That is not what the current administration is doing though. They want a transactional relationship with the world and they want it up be one sided on their terms.
Yes, but they aren't half the country. They are just the current administration.
All following figures approximate.
Party affiliation is approximately 45% for each (including leaners), leaving 10% unaffiliated (
Pew).
Registration is 190 million - 37 million affiliated Republican and 44 million Democratic (
from here).
The Democratic party is following the lead of what I estimate to be the left-most 1/4 to 1/3 of the party. I figure that during the Biden administration the agenda was mostly being set by a vocal active minority amounting to perhaps 1/12 to as little as 1/16 of registered voters.
The Republicans are mostly following the nat-cons. I estimate their fraction of total conservatives to be even smaller than 1/4, based on observing that there aren't very many senators or members closely aligned so much as going along with the Trump political agenda.

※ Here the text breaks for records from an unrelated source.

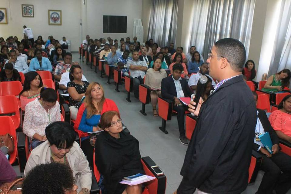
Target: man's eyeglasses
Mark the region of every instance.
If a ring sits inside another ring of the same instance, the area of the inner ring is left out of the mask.
[[[122,120],[121,119],[119,119],[116,121],[115,122],[112,122],[111,123],[111,126],[112,127],[114,127],[114,126],[116,126],[116,125],[117,124],[117,123],[119,123],[119,124],[121,123],[121,122],[122,122]]]
[[[227,62],[228,62],[229,63],[229,61],[228,60],[228,59],[227,58],[226,58],[226,57],[224,57],[222,56],[218,56],[217,55],[212,55],[212,54],[211,53],[208,53],[208,54],[207,55],[207,56],[208,56],[208,58],[210,58],[211,57],[222,57],[222,58],[224,58],[224,59],[226,59]]]

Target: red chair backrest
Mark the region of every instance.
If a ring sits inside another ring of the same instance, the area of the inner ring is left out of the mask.
[[[254,86],[254,83],[253,83],[253,82],[247,81],[246,84],[247,84],[248,86],[249,86],[251,90],[254,92],[255,87]]]
[[[266,82],[267,82],[267,80],[260,81],[259,82],[259,89],[260,90],[262,89],[266,84]]]
[[[277,105],[279,105],[285,96],[290,94],[290,93],[288,92],[277,93],[276,95],[276,104]]]
[[[23,89],[22,84],[19,81],[2,82],[0,82],[0,84],[1,85],[1,93],[2,95],[18,96]]]
[[[43,79],[42,83],[44,85],[46,85],[48,88],[52,88],[54,90],[55,89],[55,83],[52,79]]]
[[[266,110],[268,112],[271,112],[270,101],[267,95],[259,94],[258,95],[257,108],[262,110]]]
[[[21,83],[23,85],[24,84],[24,80],[25,79],[24,74],[22,72],[19,72],[19,75],[20,75],[20,78],[21,78]]]
[[[36,72],[42,78],[42,79],[52,79],[52,73],[48,71],[37,71]]]

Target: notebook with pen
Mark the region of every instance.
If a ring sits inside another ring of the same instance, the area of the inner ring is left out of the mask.
[[[273,154],[272,146],[273,146],[273,143],[271,139],[271,137],[270,136],[269,132],[267,132],[264,134],[260,135],[259,136],[259,138],[261,142],[264,145],[264,146],[267,150],[271,154]]]

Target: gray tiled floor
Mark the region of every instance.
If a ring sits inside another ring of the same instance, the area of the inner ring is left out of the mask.
[[[167,130],[169,134],[162,133],[158,128],[161,125],[161,119],[152,115],[150,104],[146,105],[146,112],[148,115],[144,116],[139,110],[141,103],[131,96],[132,102],[125,100],[126,93],[124,85],[119,87],[120,92],[115,90],[115,86],[113,79],[111,84],[107,83],[107,77],[101,78],[99,72],[96,73],[89,65],[83,64],[79,59],[77,53],[73,54],[73,60],[79,62],[83,71],[83,74],[89,82],[97,81],[103,87],[106,98],[111,99],[115,102],[120,112],[123,122],[128,127],[131,133],[139,142],[139,148],[142,157],[149,156],[159,165],[164,172],[167,178],[166,194],[172,193],[179,186],[182,176],[180,171],[183,164],[186,146],[180,142],[178,137],[178,123],[176,117],[172,117],[167,121]],[[19,168],[15,168],[19,171]],[[244,194],[254,193],[257,190],[263,174],[260,171],[254,183],[250,184],[243,192]],[[196,193],[196,192],[195,192]],[[289,191],[288,193],[291,194]]]

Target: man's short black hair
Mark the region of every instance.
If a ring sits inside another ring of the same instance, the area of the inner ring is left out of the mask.
[[[45,136],[49,143],[58,148],[68,149],[72,146],[76,134],[73,127],[66,122],[57,121],[45,128]]]
[[[217,55],[227,59],[233,71],[242,71],[246,62],[246,49],[242,43],[234,38],[226,38],[217,41],[214,46]]]
[[[59,162],[41,164],[26,175],[21,192],[22,194],[64,194],[65,190],[74,186],[72,174],[68,165]]]
[[[173,71],[174,71],[175,70],[179,70],[181,71],[181,72],[182,72],[184,69],[183,68],[183,66],[181,63],[176,63],[176,64],[174,64],[174,65],[173,65]]]

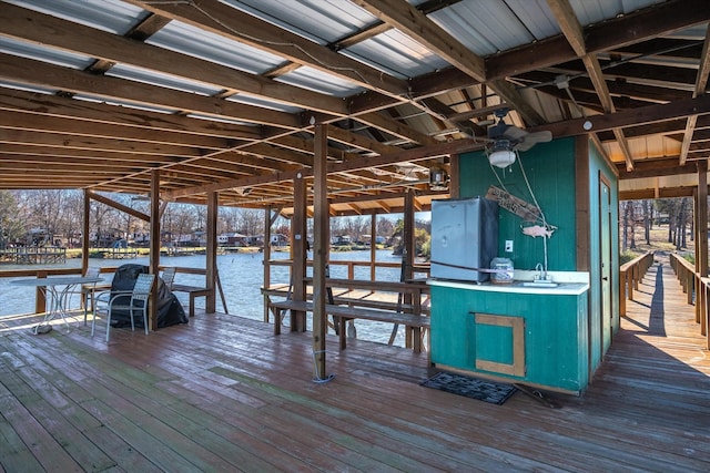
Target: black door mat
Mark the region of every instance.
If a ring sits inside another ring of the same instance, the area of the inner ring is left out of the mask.
[[[434,374],[424,381],[422,385],[498,405],[506,402],[516,391],[511,384],[469,378],[444,371]]]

Either way, the US is being yanked between two extremes at the behest of what are very small minorities. I haven't thought about the Democratic problem enough to characterize it, but in the case of Republicans it's because Trump showed up as the first guy to look like he wouldn't just roll over for every dirty thing Republicans believe Democrats do.
On any particular issue, there is usually plenty of conservative dissent against Trump, but it is rarely pan-conservative - some approve, some disapprove.
The idea that there's some large MAGA constituency for everything Trump does is mistaken. It's not large, but it is vocal and activist (like the Democratic leftmost minority), and the Trump-opposed media have an obvious interest in making it look larger and more threatening than it is.
The key animating feature of MAGA is "again" - conservative who believe things were better, then got worse, and are somehow getting better again.